De la médiation en littérature
Nul besoin de convoquer Perse ou Michaud, Bataille ou Des Forêts, ou quelques autres selon les inclinaisons de chacun, pour qu’apparaisse l’inanité de la proposition du girondin Valade, sénateur, comme il sied dans le monde.

La médiation est une noble entreprise. Elle chevauche l’érudit et le précepteur. Elle regroupe le diplomate et l’idéaliste. Elle est souvent médiocre, puisque le fait de tâcherons ronds et très joyeux de ce qu’ils sont.
Les éditeurs, parait-il, sont las des vanités de leurs auteurs, qui voudraient souvent être ceux d’un autre, ingrats jusqu’à la moelle, fainéants, imbus de leur unicité dans un monde de photocopie. L’auteur ne comprend pas que l’on ramène sa création, si singulière, si éclatante, au rang de produit de supermarché, abaissant aux lois bien répandues du profit mercantile ce qu’il a souffert et enduré à produire, justement.
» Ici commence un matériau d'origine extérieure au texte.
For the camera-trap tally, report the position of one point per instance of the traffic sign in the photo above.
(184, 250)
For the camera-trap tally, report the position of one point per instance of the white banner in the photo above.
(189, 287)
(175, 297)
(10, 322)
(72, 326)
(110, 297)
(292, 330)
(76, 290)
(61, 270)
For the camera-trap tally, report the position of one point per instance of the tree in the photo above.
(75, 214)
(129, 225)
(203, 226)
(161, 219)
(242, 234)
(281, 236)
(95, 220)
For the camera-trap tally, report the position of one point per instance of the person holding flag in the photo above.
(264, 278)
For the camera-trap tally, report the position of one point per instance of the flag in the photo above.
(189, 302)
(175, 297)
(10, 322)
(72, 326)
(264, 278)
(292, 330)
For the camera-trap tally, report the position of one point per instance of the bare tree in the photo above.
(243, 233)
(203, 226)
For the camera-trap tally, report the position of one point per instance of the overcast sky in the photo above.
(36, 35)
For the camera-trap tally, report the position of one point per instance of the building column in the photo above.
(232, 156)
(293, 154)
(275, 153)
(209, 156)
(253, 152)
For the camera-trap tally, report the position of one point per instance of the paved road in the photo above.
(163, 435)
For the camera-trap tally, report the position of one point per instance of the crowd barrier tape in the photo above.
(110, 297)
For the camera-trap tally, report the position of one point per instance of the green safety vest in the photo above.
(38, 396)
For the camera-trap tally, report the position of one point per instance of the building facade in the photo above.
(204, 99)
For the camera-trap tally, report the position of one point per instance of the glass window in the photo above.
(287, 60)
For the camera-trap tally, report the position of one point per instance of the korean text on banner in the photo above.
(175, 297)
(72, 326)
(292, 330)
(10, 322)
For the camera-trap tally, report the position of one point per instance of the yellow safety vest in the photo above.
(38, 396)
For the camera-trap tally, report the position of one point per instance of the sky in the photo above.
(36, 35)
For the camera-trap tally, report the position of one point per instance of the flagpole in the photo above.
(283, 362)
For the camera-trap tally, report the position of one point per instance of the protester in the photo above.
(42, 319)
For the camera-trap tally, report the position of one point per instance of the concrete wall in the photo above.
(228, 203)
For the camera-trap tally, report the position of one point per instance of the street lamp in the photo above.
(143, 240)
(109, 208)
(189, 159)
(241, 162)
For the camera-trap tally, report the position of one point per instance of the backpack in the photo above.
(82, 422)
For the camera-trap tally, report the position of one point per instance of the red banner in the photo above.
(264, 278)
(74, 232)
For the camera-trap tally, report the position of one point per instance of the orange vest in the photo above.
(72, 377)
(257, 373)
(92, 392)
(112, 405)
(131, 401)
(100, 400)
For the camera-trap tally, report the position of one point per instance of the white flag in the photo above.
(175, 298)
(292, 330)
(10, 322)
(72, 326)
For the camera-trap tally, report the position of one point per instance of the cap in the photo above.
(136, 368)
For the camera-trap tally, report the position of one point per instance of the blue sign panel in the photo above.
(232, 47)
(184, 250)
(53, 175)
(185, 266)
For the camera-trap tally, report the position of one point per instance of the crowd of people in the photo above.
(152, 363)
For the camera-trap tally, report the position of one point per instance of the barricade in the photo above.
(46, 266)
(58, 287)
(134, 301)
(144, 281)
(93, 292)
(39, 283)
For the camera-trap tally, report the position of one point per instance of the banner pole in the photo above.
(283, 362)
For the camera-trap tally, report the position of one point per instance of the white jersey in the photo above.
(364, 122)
Et parce qu’ils finissent sourds de pratiques croisées, jumelles, résillées assurément, l’un et l’autre peinent à s’entendre hors des prétoires et des tribunes violentes, afin de départager le dû de l’un, le devoir de l’autre. Valade, roulant à l’inverse de Sysiphe, en pente douce, appelle à la nomination de médiateurs pour apaiser les conflits de l’édition française. Et les gorges chaudes commentent cela avec empressement. “Quelle idée ? Pourquoi pas ? Il faut que vive le livre !” Eyrolles s’oppose.
Et gnagnagni. C’est cela la malédiction de toute industrie culturelle. Équilibrer les comptes. Respecter la création. Et créer un intermédiaire de plus n’y changera pas grand chose. Que s’affrontent le sang bouillonnant du créateur et celui du producteur, c’est encore une rage saine, qui contraint l’art et le libère dans un même mouvement. Vouloir apaiser la culture, c’est veiller un nourrisson pour l’empêcher de brailler. C’est d’un ring dont on a besoin. De casse et d’emphase. Que l’éditeur croche l’emmerdeur, et que l’écrivain devienne ce sportif élégant qui répond à l’insulte par un mouvement cérébral frontal. Aux limbes, l’arbitre.